Production Monitoring & Security Automation Runbook
Purpose
This runbook describes how to operate, monitor, and respond to events generated by the company’s production automation stack:
- n8n (orchestration)
- AdGuard DNS (Primary & Secondary Raspberry Pi)
- Fail2Ban
- Uptime Kuma
- Slack (alerting)
- Omada Controller (network devices)
It is written so that any on-call engineer can safely respond to alerts without deep system knowledge.
System Overview
What this system does
- Monitors DNS behavior on two AdGuard servers (Pi1 = Primary, Pi2 = Secondary)
- Detects possible DNS abuse / attacks using query heuristics
- Automatically blocks malicious IPs in AdGuard (when enabled)
- Monitors uptime of both DNS servers
- Pushes health heartbeats to Uptime Kuma
- Receives Fail2Ban ban/unban events from multiple hosts
- Receives Omada controller events (AP, gateway, switch up/down)
- Sends actionable alerts to Slack
What it does NOT do
- It does not permanently blacklist IPs without review
- It does not modify firewall rules (DNS-layer only)

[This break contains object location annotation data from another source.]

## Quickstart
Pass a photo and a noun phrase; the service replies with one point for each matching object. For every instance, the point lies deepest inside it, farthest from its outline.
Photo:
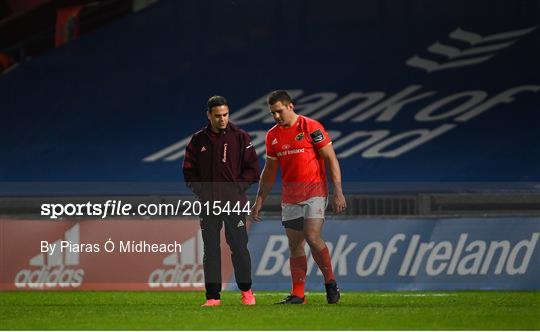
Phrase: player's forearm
(265, 184)
(335, 175)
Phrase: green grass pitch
(469, 310)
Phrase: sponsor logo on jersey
(317, 136)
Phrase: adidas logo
(52, 268)
(184, 269)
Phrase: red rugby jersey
(302, 168)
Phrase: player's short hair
(215, 101)
(279, 95)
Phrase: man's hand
(256, 209)
(338, 203)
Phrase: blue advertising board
(445, 94)
(410, 254)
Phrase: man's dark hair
(216, 101)
(279, 95)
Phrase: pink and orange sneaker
(248, 298)
(211, 303)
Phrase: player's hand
(339, 204)
(255, 210)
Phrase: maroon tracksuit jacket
(221, 168)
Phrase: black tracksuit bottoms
(237, 239)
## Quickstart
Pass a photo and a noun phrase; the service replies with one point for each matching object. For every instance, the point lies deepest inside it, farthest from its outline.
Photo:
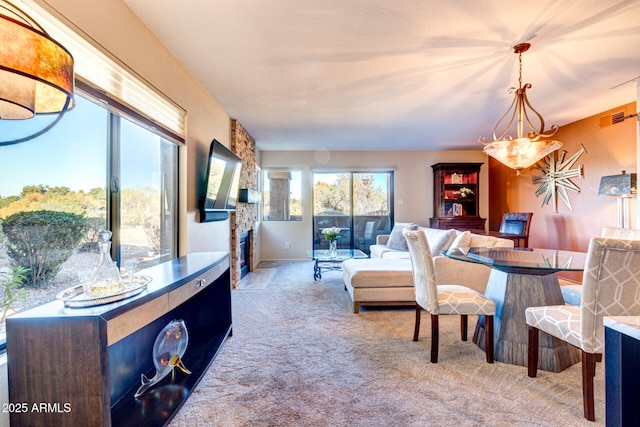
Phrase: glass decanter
(105, 277)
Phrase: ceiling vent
(617, 117)
(612, 119)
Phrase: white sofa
(387, 279)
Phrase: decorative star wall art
(556, 177)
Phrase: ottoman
(379, 281)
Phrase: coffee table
(521, 278)
(324, 260)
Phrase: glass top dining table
(525, 260)
(521, 278)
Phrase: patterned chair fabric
(610, 287)
(444, 299)
(572, 292)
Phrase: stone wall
(245, 215)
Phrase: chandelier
(36, 72)
(524, 150)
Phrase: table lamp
(622, 186)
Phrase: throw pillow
(462, 240)
(439, 240)
(396, 239)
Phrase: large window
(108, 170)
(359, 203)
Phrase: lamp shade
(520, 153)
(36, 72)
(618, 185)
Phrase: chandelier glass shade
(36, 72)
(526, 149)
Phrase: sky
(73, 153)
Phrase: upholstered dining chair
(571, 291)
(444, 299)
(610, 287)
(517, 223)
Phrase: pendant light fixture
(36, 72)
(524, 150)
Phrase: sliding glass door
(359, 203)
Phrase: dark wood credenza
(82, 366)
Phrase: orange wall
(610, 149)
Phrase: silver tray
(76, 298)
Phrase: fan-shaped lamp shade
(36, 72)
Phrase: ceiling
(405, 75)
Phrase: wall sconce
(623, 187)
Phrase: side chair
(444, 299)
(610, 287)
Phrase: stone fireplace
(245, 252)
(243, 233)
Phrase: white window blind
(101, 70)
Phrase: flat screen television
(222, 182)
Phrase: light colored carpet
(299, 356)
(257, 279)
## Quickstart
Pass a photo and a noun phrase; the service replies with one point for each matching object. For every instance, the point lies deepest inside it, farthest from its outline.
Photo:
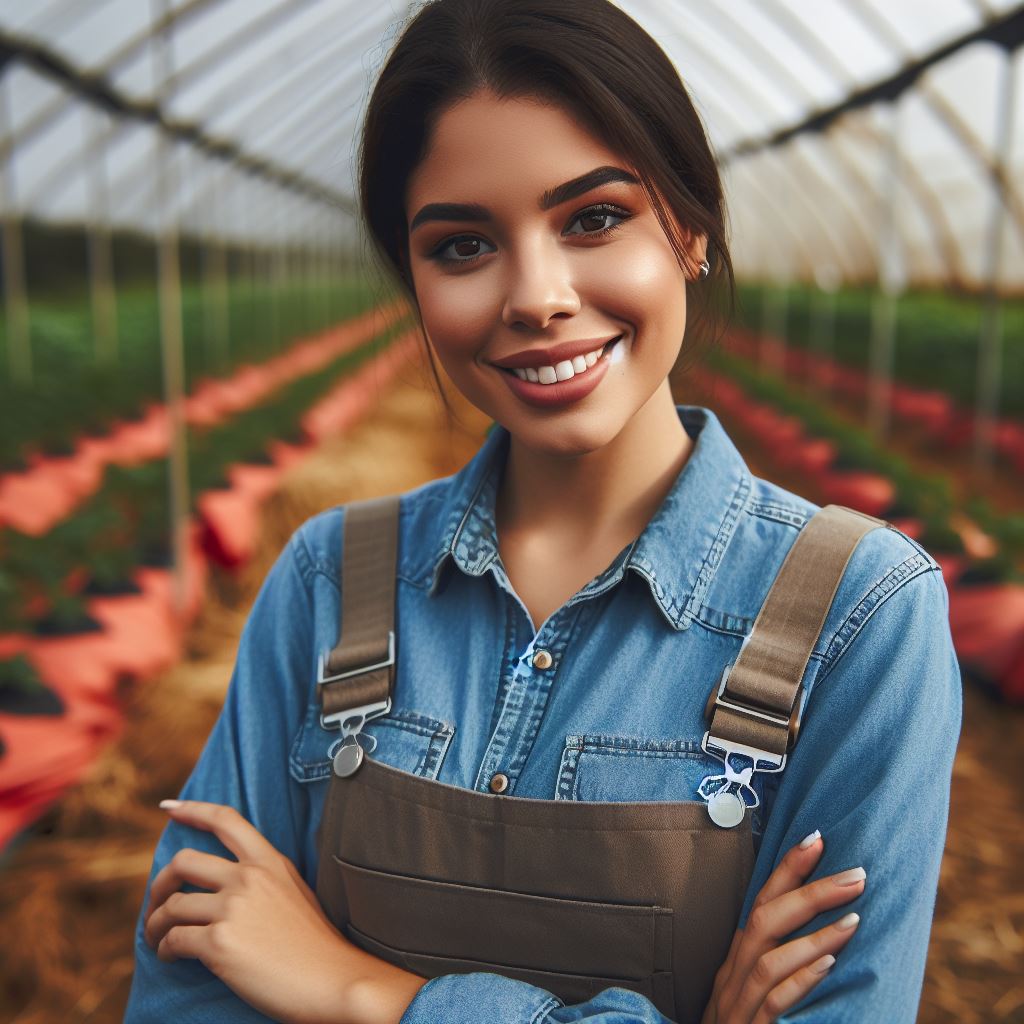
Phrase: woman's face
(512, 254)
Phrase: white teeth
(563, 371)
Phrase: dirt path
(70, 893)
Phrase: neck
(608, 494)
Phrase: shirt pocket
(632, 769)
(407, 739)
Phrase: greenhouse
(201, 350)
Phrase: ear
(696, 252)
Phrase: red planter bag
(987, 626)
(864, 492)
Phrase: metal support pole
(990, 345)
(104, 309)
(171, 341)
(891, 275)
(15, 297)
(823, 327)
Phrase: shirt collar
(678, 552)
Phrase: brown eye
(594, 222)
(462, 249)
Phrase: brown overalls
(571, 896)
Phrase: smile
(565, 370)
(568, 385)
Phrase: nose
(540, 288)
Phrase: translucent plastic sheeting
(276, 90)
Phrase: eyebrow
(550, 199)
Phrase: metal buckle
(364, 713)
(730, 794)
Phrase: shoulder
(885, 561)
(316, 543)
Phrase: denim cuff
(469, 998)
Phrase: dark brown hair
(589, 57)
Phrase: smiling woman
(611, 729)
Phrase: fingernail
(808, 840)
(822, 964)
(850, 877)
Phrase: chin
(563, 439)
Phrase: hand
(261, 930)
(761, 979)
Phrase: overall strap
(756, 704)
(357, 676)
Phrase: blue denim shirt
(617, 716)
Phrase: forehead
(484, 148)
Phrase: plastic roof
(860, 139)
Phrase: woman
(535, 173)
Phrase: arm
(245, 766)
(871, 771)
(878, 788)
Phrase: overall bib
(572, 896)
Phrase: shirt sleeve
(871, 771)
(245, 765)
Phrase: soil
(71, 887)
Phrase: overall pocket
(571, 947)
(406, 739)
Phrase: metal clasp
(351, 720)
(730, 794)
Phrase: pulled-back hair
(587, 56)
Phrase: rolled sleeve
(243, 765)
(871, 771)
(481, 996)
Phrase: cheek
(644, 284)
(458, 313)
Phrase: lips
(556, 353)
(561, 393)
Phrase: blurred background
(196, 354)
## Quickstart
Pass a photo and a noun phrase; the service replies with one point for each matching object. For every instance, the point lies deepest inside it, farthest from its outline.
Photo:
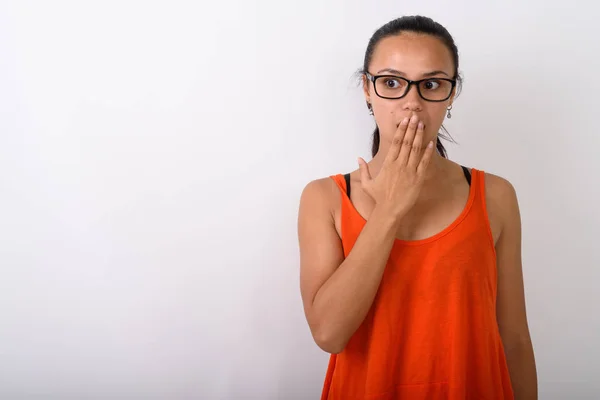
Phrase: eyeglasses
(396, 87)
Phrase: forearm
(522, 369)
(343, 302)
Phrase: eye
(431, 84)
(392, 83)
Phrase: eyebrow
(400, 73)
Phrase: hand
(399, 182)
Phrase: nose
(412, 101)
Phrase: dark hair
(416, 24)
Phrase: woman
(411, 265)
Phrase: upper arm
(321, 249)
(510, 307)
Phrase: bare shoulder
(502, 203)
(321, 194)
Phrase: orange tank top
(431, 333)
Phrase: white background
(152, 155)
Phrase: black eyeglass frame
(373, 78)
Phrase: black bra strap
(467, 174)
(347, 177)
(465, 171)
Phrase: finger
(407, 143)
(426, 159)
(394, 150)
(365, 175)
(415, 154)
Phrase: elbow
(329, 342)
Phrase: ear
(365, 82)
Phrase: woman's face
(414, 57)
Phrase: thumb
(365, 175)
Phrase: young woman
(411, 265)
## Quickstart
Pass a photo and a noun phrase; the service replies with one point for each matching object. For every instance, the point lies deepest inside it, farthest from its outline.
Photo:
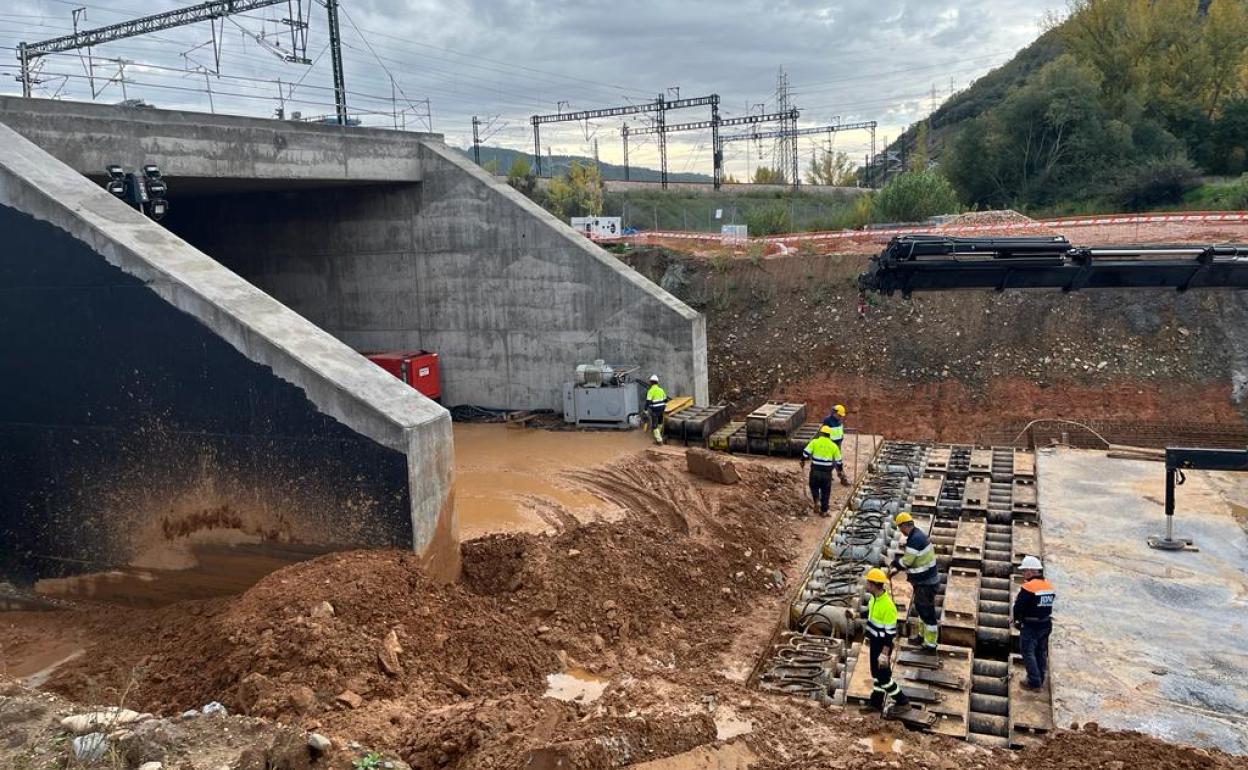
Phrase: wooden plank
(937, 459)
(1025, 539)
(678, 403)
(976, 493)
(969, 543)
(961, 610)
(981, 461)
(1025, 463)
(756, 421)
(927, 491)
(955, 701)
(1030, 710)
(1025, 502)
(786, 418)
(719, 438)
(858, 689)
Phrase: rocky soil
(961, 366)
(663, 613)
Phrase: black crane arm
(935, 262)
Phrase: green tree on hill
(765, 175)
(834, 169)
(1147, 94)
(914, 196)
(578, 192)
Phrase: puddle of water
(503, 474)
(575, 684)
(881, 744)
(729, 756)
(216, 570)
(728, 724)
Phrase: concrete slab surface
(1143, 639)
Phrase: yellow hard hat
(876, 575)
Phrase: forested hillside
(1123, 105)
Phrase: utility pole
(659, 106)
(476, 140)
(624, 134)
(340, 84)
(155, 23)
(662, 122)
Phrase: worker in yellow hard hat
(835, 421)
(824, 454)
(655, 404)
(881, 633)
(919, 560)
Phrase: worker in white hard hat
(1033, 617)
(835, 422)
(655, 404)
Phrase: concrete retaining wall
(509, 297)
(147, 392)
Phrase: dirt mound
(1002, 222)
(362, 643)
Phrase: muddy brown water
(507, 479)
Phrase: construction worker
(836, 422)
(881, 633)
(1033, 617)
(919, 560)
(655, 404)
(823, 454)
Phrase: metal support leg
(1170, 542)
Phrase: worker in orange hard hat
(835, 421)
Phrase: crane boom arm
(934, 262)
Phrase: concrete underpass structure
(159, 380)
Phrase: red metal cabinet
(417, 368)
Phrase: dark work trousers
(924, 595)
(821, 486)
(657, 417)
(881, 679)
(1033, 642)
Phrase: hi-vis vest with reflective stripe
(836, 426)
(655, 397)
(881, 617)
(1038, 609)
(920, 555)
(821, 452)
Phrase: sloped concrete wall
(513, 298)
(508, 296)
(392, 240)
(89, 136)
(147, 392)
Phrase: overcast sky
(506, 60)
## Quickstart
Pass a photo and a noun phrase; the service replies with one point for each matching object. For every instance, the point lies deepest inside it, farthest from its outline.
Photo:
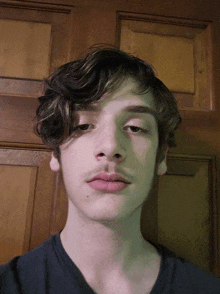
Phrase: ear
(162, 166)
(54, 163)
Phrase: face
(108, 165)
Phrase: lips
(105, 182)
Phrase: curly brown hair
(79, 83)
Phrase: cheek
(145, 150)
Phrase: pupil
(84, 127)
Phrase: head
(127, 135)
(83, 82)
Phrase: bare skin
(113, 258)
(102, 234)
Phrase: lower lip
(101, 185)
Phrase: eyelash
(86, 127)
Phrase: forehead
(126, 99)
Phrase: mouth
(109, 183)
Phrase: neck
(104, 246)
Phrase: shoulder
(24, 271)
(180, 276)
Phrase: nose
(110, 145)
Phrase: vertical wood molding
(149, 37)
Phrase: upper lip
(110, 178)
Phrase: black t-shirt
(49, 269)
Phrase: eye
(135, 129)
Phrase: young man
(109, 122)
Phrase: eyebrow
(128, 109)
(140, 109)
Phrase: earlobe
(54, 163)
(162, 167)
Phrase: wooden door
(193, 76)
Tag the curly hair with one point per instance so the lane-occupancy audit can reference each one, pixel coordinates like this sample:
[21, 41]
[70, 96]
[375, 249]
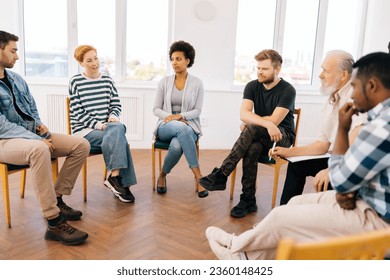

- It does not auto-restart servers
Normal Operation (Healthy State)
Expected behavior
- Cron runs every minute
- Slack is quiet most of the time
- Uptime Kuma shows:
- Pi1 Uptime: UP
- Pi2 Uptime: UP
- DNS Status: NORMAL
Normal Slack messages
- ✅ DNS NORMAL (baseline)
- ✅ DNS OK / RECOVERED
- ✅ Fail2Ban UNBANNED
- ℹ️ Omada informational events
No action is required in these cases.
Alert Types & Response Actions
🚨 POSSIBLE DNS ATTACK
Meaning
- One client is responsible for an abnormally high percentage of DNS queries
- Triggered when:
- ≥ 80% of recent queries OR
- ≥ 400 queries in sample window
Automatic actions
- AdGuard auto-block may already be applied
- IP reputation (IPinfo) is attached to the alert
Required response (step-by-step)
- Open the Slack alert
- Review:
- Attacker IP
- Client name (if known)
- Organization / ASN
- Log into the affected AdGuard server
- Open Query Log
- Confirm traffic pattern matches alert
- If legitimate client:
- Remove IP from disallowed_clients
- Add client to DNS whitelist in n8n
- If malicious:
- No action needed (auto-block handled it)
Escalation
- Repeated attacks from different IPs → notify network/security team
✅ DNS OK / RECOVERED
Meaning
- DNS traffic has returned to normal
Action
- None required
🔴 / 🚨 UPTIME DOWN
Meaning
- DNS server is unreachable or returning bad HTTP status
Response steps
- Check Uptime Kuma for confirmation
- Attempt to reach host:
- Ping
- HTTPS access
- If unreachable:
- Check power
- Check network connectivity
- Review system logs if accessible
- Restart service/server if required
Escalation
- If downtime > SLA threshold, notify management
🚫 Fail2Ban BANNED
Meaning
- Fail2Ban blocked an IP due to repeated authentication failures
Automatic actions
- IP already blocked at service level
- Geo/IP data added automatically
Response steps
- Review IP reputation in Slack
- Confirm jail name (sshd, nginx, etc.)
- If internal or known IP:
- Manually unban
- Adjust Fail2Ban rules if needed
- If external/malicious:
- No action required
🚨 Omada Device DOWN
Meaning
- AP, gateway, or switch disconnected
Response steps
- Identify device and site in Slack alert
- Check Omada Controller status
- Verify power and uplink
- If multiple devices affected:
- Suspect upstream outage
Environment & Configuration
Required environment variables (n8n)
F2B_TOKENIPINFO_TOKENKUMA_PI1_UPTIME_URLKUMA_PI1_DNS_URLKUMA_PI2_UPTIME_URLKUMA_PI2_DNS_URL
Webhook endpoints
/fail2ban-pi1/fail2ban-pi2/OmadaController/JoeOmadaTPlink
Maintenance & Safe Changes
Before making changes
- Disable auto-block if testing
- Clone workflow for testing
- Verify Slack output formatting
After changes
- Manually trigger workflow
- Confirm:
- No duplicate Slack alerts
- Kuma heartbeats still flow
Break-Glass (Emergency)
If automation behaves incorrectly:
- Disable the n8n workflow
- Remove IPs from AdGuard block list
- Notify security/network team
- Document incident
Ownership
- System owner: IT / Network Team
- Primary contact: IT Manager
- Slack channel: Monitoring / Security Alerts